Post

Statistics 101 - Measuring Data

Statistics 101 - Measuring Data

The first step in every statistical analysis is to determine whether the data is a population or a sample. A population is the entire set of all possible data values that are of interest in a study. It is usually denoted by the capital letter N. A sample is a population subset usually denoted by the letter n. Most of the time obtaining the whole population data is either impossible or would be extremely hard or expensive. Let’s say you want to gather data about students of a specific city or country. To get population data, you would need to contact all students on university campuses, all studying at home, all on the exchange, all part-time students, and so on. Instead, you can draw sample data which means you just contact randomly selected students.

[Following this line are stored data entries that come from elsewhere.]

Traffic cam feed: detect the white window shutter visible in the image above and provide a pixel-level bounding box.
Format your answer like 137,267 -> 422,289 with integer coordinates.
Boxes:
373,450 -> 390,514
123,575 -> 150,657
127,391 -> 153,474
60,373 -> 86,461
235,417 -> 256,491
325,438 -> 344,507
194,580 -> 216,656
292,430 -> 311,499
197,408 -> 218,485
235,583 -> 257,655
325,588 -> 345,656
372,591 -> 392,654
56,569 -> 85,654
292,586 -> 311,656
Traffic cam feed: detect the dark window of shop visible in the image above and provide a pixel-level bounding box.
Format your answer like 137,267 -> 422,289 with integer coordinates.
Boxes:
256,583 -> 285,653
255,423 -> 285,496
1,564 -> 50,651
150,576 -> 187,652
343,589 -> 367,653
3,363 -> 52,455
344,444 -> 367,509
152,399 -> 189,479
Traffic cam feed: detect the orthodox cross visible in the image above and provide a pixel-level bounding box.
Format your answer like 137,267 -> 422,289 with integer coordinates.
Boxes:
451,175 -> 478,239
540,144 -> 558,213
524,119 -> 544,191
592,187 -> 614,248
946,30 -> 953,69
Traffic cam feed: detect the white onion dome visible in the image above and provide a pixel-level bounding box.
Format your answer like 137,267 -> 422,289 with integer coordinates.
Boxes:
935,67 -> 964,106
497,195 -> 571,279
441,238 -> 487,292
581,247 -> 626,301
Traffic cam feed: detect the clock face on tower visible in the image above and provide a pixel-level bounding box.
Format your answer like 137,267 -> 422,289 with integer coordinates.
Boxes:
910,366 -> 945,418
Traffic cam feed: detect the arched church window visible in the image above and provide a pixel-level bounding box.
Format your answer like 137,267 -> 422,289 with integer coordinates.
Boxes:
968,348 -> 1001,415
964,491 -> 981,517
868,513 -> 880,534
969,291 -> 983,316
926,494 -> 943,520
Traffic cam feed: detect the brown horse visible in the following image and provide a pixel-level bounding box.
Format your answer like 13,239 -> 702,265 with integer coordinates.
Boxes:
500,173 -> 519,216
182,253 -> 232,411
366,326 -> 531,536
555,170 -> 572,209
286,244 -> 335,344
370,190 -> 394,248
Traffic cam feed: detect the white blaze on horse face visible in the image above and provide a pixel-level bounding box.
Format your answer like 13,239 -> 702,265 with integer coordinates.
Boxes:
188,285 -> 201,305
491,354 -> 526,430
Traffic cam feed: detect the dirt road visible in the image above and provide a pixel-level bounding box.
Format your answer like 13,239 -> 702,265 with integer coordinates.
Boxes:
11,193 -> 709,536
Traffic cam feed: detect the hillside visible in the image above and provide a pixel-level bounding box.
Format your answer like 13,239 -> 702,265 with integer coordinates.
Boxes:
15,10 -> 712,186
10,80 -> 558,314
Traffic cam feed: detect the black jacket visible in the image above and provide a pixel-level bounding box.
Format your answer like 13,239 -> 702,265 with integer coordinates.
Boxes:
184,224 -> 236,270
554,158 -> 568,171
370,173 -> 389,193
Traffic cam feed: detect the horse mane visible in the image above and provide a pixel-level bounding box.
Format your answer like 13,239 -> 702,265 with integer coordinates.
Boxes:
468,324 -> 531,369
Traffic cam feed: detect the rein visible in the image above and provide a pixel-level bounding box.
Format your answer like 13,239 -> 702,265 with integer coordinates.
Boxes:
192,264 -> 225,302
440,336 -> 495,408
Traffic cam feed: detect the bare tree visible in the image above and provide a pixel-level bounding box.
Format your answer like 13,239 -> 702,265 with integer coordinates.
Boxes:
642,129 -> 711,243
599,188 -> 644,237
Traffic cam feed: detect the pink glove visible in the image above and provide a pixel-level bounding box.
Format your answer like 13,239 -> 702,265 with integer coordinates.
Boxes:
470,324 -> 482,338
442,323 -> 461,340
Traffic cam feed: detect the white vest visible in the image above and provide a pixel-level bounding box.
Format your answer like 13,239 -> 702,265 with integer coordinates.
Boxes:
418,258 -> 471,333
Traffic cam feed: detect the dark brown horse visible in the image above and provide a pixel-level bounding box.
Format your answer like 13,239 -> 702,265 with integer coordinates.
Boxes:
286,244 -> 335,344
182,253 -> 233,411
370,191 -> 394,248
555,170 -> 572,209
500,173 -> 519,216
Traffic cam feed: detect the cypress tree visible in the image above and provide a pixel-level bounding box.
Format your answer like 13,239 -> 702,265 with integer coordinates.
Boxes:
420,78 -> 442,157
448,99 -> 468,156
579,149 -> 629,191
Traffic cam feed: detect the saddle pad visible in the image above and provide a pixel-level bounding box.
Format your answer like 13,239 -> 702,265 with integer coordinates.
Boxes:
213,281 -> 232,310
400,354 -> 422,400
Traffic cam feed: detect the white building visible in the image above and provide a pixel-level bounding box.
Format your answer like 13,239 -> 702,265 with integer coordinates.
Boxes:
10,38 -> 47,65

Descriptive statistics are numbers (more formally: coefficients) used for a summary of available data. Together with data visualization, they form the basis of data analysis. You already know that available data usually means a sample. These numbers, obtained using a sample, are called statistics (the numbers based on the entire population are called parameters).

It’s important to distinguish descriptive statistics from inferential statistics. The latter is used to draw conclusions about the whole population based on its sample.

Types of Data

Having a good understanding of data types is crucial for choosing optimal statistics and visualization methods. At the highest level data can be divided into qualitative (categorical) and quantitative (numerical). Categorical data are data that cannot be represented with numbers (or at least not in mathematical meaning) such as brands of cars, gender, yes or no answer, etc. As its name suggests numerical data are numbers and in general any things that can be measured, such as height, weight, age, and so on.

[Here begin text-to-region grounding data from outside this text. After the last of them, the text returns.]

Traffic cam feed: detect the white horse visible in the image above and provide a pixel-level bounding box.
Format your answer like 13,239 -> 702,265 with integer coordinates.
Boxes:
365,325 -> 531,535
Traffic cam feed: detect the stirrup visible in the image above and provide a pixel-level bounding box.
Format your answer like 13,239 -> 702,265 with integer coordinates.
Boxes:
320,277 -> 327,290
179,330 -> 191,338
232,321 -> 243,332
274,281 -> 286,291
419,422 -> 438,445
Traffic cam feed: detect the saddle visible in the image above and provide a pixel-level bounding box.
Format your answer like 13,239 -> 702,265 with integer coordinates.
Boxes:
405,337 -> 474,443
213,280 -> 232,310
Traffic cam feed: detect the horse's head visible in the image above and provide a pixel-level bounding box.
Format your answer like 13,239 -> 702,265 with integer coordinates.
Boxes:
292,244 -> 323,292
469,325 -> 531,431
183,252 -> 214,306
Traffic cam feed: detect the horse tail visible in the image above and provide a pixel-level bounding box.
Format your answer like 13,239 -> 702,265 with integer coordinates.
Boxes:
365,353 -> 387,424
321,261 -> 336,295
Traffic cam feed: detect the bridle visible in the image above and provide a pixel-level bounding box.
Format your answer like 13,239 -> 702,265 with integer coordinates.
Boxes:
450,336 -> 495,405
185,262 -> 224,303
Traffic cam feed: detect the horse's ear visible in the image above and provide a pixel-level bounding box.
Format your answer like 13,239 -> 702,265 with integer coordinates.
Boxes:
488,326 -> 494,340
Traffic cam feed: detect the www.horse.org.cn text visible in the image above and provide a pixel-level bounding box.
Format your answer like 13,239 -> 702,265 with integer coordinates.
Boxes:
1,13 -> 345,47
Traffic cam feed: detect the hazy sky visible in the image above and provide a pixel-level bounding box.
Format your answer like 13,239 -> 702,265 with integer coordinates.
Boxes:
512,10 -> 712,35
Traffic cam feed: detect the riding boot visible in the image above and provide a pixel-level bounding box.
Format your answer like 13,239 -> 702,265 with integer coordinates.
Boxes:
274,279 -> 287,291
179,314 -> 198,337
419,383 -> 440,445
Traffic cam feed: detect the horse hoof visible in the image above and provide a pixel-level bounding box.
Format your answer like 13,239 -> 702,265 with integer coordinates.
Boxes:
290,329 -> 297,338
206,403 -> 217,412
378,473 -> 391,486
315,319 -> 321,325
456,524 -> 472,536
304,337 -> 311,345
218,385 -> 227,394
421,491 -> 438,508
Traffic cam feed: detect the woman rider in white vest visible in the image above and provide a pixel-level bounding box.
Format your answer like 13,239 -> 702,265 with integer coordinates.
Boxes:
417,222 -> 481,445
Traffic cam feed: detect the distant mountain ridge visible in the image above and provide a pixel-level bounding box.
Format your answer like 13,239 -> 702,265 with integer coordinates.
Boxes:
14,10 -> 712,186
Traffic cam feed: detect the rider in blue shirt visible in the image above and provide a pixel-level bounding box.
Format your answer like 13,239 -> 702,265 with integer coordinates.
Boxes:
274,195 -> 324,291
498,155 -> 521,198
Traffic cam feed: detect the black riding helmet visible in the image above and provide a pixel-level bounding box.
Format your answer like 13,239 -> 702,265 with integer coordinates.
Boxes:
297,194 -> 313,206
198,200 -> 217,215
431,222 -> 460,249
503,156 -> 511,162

Quantitative data can additionally be divided into continuous and discrete. In general, discrete data can rather be counted than measured. A good example is the number of children one has - it definitely is an integer and there can only be some certain values like 0, 1, 2, … let’s say up to 15. Continuous data are measurements, for example, a person’s height, which can be represented on the real number line (it can take an infinite number of values).

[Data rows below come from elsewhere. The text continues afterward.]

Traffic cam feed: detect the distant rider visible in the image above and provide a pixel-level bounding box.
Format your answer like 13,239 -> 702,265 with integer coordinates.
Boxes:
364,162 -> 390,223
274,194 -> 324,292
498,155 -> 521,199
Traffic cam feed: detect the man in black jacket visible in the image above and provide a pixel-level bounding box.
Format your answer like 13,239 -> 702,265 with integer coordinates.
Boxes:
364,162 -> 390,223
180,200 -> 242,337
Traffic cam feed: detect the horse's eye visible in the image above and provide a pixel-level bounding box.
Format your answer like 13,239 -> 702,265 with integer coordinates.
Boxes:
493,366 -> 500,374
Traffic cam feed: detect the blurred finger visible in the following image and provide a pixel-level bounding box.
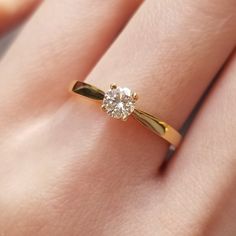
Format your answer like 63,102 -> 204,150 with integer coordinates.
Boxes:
0,0 -> 41,35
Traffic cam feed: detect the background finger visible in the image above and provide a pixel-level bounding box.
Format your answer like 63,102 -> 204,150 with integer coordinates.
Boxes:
163,51 -> 236,235
0,0 -> 41,35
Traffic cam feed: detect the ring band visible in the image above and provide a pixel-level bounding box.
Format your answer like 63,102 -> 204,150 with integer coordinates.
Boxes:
72,81 -> 182,149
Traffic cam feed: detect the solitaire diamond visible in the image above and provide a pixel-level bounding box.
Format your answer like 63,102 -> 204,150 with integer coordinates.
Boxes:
102,84 -> 137,120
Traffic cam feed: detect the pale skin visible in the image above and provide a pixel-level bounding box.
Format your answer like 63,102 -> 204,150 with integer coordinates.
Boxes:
0,0 -> 236,235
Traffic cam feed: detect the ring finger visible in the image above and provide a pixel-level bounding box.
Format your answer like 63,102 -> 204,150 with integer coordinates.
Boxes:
84,0 -> 236,171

Qualitative data can be split into nominal and ordinal data. Nominal values act as labels for variables with no quantitative value. For example, if there was a dataset of different car brands we could encode them as BMW = 0, Mercedes = 1, Toyota = 2, and so on. Notice however that these numbers do not represent any order. In the case of a yes or no question, it is also common to assign 0 or 1 values. Such a feature is called dichotomous (binomial) - a categorical data type with only two possible categories. Ordinal values on the other hand represent discrete ordered units. Their use is common in surveys. For example, the level of satisfaction could be measured on a scale from 1 (not satisfied at all) to 10 (extremely satisfied).

There are four common ways to describe a set of observations:

  • measures of central tendency (location)
  • measures of asymmetry
  • measures of statistical dispersion (spread, scatter, variability)
  • measures of statistical dependence (if more than one variable is measured)

Measures of Central Tendency: Mean, Median, Mode

Measures of central tendency attempt to describe a dataset by identifying its central or typical value. The most popular measures are arithmetic mean (average), median and mode.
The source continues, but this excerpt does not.